3/10
War can be terrible
20 September 2014
Warning: Spoilers
It seems almost -- almost -- unfair to judge "The Fall of Berlin" as a film. It's a piece of Soviet state propaganda that doesn't really try to masquerade as a film. Soviet cinema wasn't always straight propaganda, of course, and most films I've seen from the Soviet era had mostly ambitions that were artistic of entertaining. This is the exception. It's all about Stalin and the Soviet state (as one), and this results in a simply ridiculous film.

Stalin was, it has been said, supposed to be a man that a Soviet citizen both feared and loved with all his heart, and this film bears that out. When our hero-factory-worker-soldier Alexei meets him in an early scene he is petrified for not knowing what to say. And Stalin the all-knowing ends up miraculously solving his love life.

That love life is a wooden and perfunctory set of scenes that are also, of course, as much about Stalin as anything. They theoretically serve to get a blank hero a motivation for going to battle, and then the rest of the film meanders between scenes of battles and heads of the two sides of the war talking.

Stalin appears a lot, but not too much. He's a man-god, and if we see too much of the man-god, the polish wears off. He's played as an infallible (apart from the odd decision of doing his gardening in a bright white jacket) and imperturbable being, and by an actor covered in so much make-up that he seems to be made of wax.

In general, actors who look quite a lot like their real-world (I hesitate to say "historical" since the film was made so soon after the events it describes) counterparts have been found, but they aren't necessarily good or given anything halfway believable to say.

Hitler is given a lot of screen-time, and he's portrayed as a shouting, raving, rabid, loony, nut-ball. It might be the most hilariously hammy, scene-chewing performances I've ever seen. Hitler was certainly no model of reason and rationality in real life, but if he'd actually behaved like this he would have been immediately been thrown in an insane asylum instead of being put in charge of Germany. The idea is to contrast the emotional ravings of Hitler's leadership with the calm inspiration of Stalin's -- and they over-egged the pudding the point where it was mostly just eggs.
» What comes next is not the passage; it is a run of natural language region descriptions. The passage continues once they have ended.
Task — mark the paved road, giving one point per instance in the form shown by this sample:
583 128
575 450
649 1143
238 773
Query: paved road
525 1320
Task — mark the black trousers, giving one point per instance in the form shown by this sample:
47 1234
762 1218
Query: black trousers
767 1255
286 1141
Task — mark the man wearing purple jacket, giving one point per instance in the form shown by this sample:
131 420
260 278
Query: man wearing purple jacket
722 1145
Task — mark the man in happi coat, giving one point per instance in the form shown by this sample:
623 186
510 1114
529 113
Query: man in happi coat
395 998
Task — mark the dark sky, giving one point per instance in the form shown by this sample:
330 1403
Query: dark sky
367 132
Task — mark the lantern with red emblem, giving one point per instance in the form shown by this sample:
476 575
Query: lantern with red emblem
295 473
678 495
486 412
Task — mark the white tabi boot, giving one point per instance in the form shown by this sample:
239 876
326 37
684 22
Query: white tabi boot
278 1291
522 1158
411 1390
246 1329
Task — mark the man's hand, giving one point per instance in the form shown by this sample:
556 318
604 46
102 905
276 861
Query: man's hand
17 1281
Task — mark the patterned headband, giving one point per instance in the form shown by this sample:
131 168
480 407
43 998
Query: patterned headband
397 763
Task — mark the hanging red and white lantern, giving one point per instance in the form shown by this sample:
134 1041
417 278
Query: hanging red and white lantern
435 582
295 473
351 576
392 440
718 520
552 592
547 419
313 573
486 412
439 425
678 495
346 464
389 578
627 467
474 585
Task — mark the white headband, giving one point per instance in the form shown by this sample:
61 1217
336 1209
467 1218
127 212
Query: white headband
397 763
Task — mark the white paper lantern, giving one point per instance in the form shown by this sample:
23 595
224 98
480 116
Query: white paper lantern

In favor of the film, it does look spectacular, and there are some inspired shots and photography. It's clear no expense has been spared, and the scenes in Berlin at the end seem quite convincing. The scenes of Hitler rolling his eyes while taking part in a crazed wedding with Eva as the Wedding March plays and he deliberately orders his own people drowned in the subways (well, he is literally Hitler) does end up being quite dramatic.

The score is by the great Dmitri Shostakovich, and even when in his mode of being sarcastically subservient to the Soviet musical establishment (as here) and writing elaborated fanfares rather than pushing formal and musical limits, his music is always fascinating and worthwhile.

The dialog is mostly unremittingly stupid, but there is a nice moment where Churchill proposes a toast to the King, Stalin professes a distaste for monarchy, and Roosevelt instead proposes one to the heath of Kalinin, the Soviet version of a nominal head of state who was really just a figurehead.

When Khrushchev denounced Stalin's cult of personality after his death, very few hesitated to sigh and denounce it with him. I suspect part of the reason was that it was built on a combination of fear and artifacts like this film, which no thinking person could find even slightly believable.

It's interesting as a historical artifact, amusing for it's woodenness, and admirable basically only for some of its visual elements.